Gorgeous, shimmering prose. Golly, this is one of those books I wish I could have read when I was fifteen. Perhaps this is mainly because the protagonist so closely resembles my fifteen-year-old self! (Eh, except for the ice-skating bit. Coordinated physical movement has never been my strong suit.)
Elisa considers herself to be "undercover" -- an ordinary girl who blends in with the crowd, friendless and lonely. She spends her time ruminating at the shores of her "secret pond" in the woods, and writing poetry for the boys in her classes to woo other girls with. (Yeah, she reads "Cyrano de Bergerac" in English class, too.)

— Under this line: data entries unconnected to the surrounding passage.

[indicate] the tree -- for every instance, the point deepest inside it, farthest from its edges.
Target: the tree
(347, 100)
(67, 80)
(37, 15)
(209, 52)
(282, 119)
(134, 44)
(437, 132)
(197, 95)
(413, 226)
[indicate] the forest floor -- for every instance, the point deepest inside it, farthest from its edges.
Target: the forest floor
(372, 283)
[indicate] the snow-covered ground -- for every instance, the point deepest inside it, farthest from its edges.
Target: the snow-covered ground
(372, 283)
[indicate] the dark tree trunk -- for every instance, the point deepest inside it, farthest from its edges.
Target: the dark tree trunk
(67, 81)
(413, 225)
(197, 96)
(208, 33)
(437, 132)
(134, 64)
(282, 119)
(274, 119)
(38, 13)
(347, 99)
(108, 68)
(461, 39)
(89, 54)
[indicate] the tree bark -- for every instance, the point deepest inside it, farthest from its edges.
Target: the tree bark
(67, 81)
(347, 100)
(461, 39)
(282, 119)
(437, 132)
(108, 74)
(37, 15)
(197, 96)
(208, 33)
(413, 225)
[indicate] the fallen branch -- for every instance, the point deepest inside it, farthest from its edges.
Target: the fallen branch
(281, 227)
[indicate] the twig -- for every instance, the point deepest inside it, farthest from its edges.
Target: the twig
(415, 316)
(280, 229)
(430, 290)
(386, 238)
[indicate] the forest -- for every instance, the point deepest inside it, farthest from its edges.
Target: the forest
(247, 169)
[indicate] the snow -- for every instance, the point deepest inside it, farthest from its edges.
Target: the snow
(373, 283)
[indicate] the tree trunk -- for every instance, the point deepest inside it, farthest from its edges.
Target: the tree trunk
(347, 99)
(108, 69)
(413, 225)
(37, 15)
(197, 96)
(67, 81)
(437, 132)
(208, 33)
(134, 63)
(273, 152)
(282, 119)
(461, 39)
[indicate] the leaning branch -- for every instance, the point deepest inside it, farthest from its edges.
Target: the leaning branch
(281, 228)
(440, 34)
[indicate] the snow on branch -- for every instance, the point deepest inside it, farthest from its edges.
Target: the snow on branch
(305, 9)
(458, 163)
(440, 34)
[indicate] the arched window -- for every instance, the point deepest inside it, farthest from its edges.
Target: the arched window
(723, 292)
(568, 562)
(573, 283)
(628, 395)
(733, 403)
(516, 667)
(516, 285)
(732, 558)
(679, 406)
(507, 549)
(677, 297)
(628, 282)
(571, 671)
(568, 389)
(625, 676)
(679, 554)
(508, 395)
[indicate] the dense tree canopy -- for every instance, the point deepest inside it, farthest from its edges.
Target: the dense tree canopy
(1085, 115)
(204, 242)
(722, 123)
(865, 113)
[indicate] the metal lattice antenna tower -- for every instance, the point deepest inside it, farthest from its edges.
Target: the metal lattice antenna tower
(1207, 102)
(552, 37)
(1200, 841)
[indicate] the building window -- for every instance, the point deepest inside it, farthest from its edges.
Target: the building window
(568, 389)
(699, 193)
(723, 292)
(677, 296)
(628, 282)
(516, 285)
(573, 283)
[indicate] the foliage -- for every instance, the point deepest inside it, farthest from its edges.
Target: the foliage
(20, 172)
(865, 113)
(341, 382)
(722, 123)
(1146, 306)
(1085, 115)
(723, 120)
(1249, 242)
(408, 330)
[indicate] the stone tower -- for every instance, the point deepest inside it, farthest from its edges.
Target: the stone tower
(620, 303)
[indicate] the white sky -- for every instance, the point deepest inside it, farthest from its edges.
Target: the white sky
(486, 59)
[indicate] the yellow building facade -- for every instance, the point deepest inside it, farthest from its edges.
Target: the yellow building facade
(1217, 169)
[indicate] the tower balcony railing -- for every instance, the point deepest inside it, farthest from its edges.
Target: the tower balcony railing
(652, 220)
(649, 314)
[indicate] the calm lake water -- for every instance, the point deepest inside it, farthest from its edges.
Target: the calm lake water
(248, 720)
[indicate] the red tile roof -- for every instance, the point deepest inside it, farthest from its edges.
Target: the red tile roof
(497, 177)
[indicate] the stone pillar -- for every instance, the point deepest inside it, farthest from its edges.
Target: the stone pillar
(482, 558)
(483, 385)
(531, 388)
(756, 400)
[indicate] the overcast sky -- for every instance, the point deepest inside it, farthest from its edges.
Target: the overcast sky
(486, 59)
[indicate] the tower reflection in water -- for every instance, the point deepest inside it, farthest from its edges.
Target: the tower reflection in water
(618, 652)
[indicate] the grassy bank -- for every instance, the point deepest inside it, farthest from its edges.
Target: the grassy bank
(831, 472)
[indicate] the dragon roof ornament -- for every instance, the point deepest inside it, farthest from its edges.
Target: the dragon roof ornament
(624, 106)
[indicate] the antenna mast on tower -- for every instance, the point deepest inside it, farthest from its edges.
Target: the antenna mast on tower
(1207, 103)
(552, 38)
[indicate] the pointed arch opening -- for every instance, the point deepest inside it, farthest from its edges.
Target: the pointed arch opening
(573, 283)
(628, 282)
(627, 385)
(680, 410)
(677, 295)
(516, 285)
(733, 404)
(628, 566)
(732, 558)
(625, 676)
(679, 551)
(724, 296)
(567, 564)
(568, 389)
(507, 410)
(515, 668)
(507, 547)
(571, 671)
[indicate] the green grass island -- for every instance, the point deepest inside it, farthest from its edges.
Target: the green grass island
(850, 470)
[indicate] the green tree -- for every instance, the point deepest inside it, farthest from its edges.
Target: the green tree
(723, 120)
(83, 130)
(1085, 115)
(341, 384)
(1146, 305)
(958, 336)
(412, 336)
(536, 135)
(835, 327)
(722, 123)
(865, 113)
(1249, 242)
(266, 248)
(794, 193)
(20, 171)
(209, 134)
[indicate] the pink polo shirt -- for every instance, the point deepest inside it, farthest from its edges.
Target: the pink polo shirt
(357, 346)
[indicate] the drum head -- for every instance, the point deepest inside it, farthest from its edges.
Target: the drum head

BUT -- when Elisa falls for her latest client, and her family is threatening to fall apart, she decides that it's time to come out of her shell. Will she be able to reunite her parents, Get the Guy, and escape the wrath of his girlfriend, the big meanie Lila? And yeah -- ice skating is at the crux of the solution, which sounds odd, but it works. Really works.
What's to like: spectacular descriptions of the natural world, a subtle, authentic teen voice, the complete text of Mary Oliver's "Wild Geese." Elisa's emergence into human society is natural and gradual. Lovely.
What's not to like: Lila, the fashiony mean girl, is a bit of a cliché. I'm tired of fashiony mean girls. Yeah, they exist, but do they have to show up in every other YA novel?